Derek hielt ihm die Strickjacke hin:

„Was riechst du?“

Peter nahm eine Nase voll und erklärte:

„Mensch und Wolf! Na und?“

Der Mensch ist ein verschwundenes Mädchen, welches wir suchen müssen und der Wolf möglicherweise ihr Entführer.“

„Mädchen?“ fragte Peter und schnüffelte nochmal: „Es riecht…verwirrend!“

Derek grapschte nach dem Kleidungsstück und bellte:

„Hör´ auf den Geruch zu verfälschen; wir brauchen ihn noch.“

Dann holte er ein wenig aus und erklärte seinem Onkel, WARUM der Geruch verwirrend für ihn war, in der Hoffnung, dass daraufhin keine seiner ständigen dummen Bemerkungen käme, doch Wunder über Wunder; Peter hielt sich dieses eine Mal zurück.

„Und was hast du nun vor? Willst du die Straßen von San Francisco abfahren und wir drei halten unsere Nasen aus dem Fenster wie dämliche Hunde, bis wir eine Spur finden?“ Peter schüttelte den Kopf über die Vorstellung und murmelte dann: „`Die Straßen von San Francisco!´ Ich mochte die Serie!

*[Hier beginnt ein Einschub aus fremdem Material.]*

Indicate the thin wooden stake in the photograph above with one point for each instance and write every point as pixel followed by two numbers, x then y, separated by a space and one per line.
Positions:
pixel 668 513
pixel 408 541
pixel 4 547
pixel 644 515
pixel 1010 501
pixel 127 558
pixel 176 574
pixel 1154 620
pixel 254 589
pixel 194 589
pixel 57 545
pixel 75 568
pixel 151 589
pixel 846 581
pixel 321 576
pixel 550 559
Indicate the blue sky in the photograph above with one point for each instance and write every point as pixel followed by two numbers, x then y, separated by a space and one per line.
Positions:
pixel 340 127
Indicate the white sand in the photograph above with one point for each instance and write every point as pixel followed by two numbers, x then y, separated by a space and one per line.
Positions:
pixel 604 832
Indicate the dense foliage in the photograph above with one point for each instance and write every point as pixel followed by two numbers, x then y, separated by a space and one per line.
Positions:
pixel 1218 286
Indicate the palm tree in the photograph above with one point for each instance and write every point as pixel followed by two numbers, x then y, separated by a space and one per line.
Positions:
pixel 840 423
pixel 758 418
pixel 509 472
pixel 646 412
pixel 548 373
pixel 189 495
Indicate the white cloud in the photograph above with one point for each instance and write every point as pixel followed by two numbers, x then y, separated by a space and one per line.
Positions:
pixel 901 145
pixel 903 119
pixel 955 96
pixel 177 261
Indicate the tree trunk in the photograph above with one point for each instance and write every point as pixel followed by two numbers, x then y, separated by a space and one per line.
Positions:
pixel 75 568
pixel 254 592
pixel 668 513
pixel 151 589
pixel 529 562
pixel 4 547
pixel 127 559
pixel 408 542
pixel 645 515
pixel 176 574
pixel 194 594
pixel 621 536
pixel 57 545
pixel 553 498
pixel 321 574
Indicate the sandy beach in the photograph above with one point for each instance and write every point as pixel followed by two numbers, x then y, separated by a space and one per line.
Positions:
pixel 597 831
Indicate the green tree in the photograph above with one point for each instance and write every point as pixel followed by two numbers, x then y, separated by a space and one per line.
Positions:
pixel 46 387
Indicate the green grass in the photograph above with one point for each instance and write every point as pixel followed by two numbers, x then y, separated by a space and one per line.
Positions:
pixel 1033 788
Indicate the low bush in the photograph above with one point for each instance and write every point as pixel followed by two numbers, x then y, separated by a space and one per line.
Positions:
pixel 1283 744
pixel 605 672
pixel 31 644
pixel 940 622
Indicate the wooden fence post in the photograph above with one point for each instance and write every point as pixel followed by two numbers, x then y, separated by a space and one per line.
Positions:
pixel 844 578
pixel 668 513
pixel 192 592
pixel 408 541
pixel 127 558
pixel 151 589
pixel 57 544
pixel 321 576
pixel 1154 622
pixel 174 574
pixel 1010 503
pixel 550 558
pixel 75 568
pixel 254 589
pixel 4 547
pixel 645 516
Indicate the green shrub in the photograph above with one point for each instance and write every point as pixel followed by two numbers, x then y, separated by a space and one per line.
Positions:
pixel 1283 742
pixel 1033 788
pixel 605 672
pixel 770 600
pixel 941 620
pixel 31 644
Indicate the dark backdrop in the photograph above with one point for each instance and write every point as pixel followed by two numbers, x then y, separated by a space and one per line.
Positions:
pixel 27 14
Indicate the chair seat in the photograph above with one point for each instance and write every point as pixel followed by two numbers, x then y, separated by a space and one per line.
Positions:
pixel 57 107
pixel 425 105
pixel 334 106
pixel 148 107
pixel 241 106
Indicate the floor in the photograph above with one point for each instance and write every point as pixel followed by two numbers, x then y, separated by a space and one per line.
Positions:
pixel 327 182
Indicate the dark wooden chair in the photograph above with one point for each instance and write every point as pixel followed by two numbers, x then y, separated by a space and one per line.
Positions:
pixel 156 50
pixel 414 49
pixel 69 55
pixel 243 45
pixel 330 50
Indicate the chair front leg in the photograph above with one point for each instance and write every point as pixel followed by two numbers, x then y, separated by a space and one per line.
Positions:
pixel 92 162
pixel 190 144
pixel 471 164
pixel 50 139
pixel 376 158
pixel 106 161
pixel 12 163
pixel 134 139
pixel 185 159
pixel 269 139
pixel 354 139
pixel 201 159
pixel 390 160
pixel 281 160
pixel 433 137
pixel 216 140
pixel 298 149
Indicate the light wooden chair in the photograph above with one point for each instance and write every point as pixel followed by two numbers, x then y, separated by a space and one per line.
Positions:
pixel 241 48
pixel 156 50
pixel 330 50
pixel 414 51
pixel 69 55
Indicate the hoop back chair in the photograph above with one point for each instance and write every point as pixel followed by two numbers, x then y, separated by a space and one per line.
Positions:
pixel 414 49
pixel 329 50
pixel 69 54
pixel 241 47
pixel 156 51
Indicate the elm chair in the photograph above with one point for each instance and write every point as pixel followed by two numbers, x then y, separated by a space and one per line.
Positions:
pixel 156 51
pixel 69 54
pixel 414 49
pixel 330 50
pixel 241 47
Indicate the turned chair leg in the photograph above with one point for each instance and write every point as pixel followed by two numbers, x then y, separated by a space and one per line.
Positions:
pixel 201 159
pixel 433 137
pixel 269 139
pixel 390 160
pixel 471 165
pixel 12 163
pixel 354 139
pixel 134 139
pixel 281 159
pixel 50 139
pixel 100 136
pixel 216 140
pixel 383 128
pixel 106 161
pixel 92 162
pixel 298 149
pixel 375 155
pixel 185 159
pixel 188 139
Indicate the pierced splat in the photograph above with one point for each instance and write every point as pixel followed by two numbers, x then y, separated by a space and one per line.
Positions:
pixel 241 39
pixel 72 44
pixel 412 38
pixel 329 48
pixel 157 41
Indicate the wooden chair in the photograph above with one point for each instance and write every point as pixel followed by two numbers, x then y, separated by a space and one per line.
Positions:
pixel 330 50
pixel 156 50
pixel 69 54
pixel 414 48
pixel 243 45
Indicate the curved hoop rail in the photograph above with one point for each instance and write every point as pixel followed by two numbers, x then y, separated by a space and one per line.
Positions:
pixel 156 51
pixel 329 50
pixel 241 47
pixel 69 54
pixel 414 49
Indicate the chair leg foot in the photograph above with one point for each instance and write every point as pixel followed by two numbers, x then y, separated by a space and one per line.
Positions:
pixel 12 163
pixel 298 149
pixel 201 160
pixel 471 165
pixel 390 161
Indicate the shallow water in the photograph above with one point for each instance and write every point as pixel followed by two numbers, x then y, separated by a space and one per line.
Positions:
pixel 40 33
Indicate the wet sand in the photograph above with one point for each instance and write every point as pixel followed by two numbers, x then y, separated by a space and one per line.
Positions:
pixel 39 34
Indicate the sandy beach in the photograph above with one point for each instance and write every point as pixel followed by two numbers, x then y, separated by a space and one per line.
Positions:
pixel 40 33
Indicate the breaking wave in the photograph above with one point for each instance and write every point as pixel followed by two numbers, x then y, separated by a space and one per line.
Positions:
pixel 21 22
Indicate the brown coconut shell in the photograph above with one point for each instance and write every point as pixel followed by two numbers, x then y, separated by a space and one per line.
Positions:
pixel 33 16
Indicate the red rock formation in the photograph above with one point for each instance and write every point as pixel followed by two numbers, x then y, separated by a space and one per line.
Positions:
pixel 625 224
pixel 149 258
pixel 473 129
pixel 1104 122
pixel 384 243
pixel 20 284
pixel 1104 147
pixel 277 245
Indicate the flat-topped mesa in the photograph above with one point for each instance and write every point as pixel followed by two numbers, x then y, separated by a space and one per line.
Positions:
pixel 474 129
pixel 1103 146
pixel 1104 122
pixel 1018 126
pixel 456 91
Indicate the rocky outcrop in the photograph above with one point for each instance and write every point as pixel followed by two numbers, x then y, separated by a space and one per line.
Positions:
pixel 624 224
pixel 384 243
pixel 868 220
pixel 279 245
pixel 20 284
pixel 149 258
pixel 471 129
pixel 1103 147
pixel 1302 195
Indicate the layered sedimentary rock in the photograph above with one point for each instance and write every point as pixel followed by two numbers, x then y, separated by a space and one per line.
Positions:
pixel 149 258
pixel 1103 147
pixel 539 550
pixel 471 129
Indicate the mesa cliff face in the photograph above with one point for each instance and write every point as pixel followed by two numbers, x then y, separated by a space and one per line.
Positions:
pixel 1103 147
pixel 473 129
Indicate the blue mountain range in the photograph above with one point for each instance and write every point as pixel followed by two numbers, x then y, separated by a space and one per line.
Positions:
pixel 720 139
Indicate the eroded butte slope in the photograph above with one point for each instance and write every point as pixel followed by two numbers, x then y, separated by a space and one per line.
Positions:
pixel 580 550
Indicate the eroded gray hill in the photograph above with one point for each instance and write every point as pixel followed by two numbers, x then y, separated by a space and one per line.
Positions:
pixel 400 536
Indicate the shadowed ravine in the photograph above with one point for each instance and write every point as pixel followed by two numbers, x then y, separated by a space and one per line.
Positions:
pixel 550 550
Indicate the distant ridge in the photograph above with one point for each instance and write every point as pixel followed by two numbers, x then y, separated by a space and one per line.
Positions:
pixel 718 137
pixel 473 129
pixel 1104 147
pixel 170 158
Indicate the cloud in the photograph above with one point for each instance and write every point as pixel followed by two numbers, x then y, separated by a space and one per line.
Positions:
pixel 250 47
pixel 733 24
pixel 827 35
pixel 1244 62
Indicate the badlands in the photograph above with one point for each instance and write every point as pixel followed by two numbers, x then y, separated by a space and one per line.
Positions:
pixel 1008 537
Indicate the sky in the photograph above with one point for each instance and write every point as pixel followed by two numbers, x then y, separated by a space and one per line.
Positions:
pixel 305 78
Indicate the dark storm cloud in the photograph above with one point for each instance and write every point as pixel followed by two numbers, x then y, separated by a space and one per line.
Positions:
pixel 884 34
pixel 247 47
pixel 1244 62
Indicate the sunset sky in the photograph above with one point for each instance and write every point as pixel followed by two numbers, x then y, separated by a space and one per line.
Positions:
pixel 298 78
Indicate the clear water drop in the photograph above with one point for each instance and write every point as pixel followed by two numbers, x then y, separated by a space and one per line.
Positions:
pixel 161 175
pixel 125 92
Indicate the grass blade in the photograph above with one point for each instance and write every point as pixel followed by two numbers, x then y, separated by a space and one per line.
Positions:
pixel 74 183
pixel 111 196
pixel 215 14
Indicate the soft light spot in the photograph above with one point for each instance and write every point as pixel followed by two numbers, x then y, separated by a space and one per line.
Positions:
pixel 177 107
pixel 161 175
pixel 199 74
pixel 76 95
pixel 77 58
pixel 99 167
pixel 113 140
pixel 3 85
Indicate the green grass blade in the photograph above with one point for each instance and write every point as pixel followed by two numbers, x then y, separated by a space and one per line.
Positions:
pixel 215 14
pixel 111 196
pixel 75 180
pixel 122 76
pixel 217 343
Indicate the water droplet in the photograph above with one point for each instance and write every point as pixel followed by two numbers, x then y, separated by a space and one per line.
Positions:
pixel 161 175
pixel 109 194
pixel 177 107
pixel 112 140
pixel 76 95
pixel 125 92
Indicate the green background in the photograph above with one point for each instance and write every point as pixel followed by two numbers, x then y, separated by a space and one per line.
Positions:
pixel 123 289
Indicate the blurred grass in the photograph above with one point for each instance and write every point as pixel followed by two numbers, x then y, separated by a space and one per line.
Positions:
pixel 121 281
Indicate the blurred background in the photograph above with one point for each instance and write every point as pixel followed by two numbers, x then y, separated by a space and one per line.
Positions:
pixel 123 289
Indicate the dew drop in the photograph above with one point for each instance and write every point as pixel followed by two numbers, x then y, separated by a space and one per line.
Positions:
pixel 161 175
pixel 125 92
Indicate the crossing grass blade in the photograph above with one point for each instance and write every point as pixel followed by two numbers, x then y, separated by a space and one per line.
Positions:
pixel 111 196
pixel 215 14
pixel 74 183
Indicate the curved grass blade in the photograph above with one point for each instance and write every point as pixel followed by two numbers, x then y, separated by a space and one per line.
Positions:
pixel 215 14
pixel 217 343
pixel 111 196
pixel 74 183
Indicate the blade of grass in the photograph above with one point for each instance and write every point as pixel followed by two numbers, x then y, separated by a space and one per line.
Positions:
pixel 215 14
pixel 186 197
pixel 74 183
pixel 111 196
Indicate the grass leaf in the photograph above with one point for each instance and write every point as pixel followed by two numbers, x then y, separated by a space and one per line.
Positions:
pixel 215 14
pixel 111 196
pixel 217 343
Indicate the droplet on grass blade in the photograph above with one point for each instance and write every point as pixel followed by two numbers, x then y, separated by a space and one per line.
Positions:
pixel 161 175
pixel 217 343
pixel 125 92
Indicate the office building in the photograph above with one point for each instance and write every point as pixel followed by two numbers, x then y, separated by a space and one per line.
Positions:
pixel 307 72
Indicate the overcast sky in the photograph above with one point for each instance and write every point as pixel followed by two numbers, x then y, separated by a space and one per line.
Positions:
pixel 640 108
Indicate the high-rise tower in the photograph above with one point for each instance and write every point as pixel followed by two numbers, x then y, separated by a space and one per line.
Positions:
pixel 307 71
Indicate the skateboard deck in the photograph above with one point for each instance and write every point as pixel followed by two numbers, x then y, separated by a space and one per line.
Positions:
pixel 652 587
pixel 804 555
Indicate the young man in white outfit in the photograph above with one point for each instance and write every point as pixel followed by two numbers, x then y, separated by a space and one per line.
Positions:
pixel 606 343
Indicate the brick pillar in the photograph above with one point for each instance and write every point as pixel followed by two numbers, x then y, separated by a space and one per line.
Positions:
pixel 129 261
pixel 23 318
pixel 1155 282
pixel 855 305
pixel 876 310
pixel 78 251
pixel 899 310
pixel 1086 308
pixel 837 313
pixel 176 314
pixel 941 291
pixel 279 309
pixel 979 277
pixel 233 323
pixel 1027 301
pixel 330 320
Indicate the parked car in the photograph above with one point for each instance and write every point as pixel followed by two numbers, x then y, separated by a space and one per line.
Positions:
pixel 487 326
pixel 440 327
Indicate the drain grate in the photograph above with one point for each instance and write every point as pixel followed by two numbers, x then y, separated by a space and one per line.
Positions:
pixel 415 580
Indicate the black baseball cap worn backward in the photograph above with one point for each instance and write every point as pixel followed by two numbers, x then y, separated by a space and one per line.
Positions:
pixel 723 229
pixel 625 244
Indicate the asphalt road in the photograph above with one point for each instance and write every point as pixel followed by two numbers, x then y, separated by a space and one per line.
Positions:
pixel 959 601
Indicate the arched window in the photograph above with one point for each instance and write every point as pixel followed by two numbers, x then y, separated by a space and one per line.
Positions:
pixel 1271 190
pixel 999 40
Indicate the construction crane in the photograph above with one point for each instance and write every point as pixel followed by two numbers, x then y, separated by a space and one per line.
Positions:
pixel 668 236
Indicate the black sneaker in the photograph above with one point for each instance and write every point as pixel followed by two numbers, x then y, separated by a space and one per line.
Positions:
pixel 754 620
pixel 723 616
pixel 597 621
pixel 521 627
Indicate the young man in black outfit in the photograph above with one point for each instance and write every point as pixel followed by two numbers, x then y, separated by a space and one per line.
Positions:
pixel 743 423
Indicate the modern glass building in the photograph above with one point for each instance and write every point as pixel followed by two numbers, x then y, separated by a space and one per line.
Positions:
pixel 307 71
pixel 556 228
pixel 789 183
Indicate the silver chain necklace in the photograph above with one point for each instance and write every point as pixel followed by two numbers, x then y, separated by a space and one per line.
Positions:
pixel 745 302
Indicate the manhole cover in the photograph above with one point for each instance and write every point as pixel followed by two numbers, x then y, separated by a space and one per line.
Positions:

Michael Douglas war heiß, als er jung war!“

Derek schüttelte den Kopf:

„Ich nehme alles zurück, Peter. Du BIST alt. Du brummelst sinnlos vor dich hin und schwärmst von Fernsehserien aus den siebziger Jahren!“

„Ich habe die Wiederholungen gesehen, als ich ein Kind war!“ rechtfertigte sich Peter:

„Auch die laufen seit einer Ewigkeit nicht mehr!“ ließ Derek nicht locker.
 

Damian auf dem Rücksitz betrachtete amüsiert das Gezänk von Onkel und Neffe vor sich.

Was er nicht wissen konnte, weil er die beiden noch nicht gut genug kannte war, dass sie hier gerade die Rollen getauscht hatten. Normalerweise war es Peter, der Derek lustvoll zur Weißglut trieb.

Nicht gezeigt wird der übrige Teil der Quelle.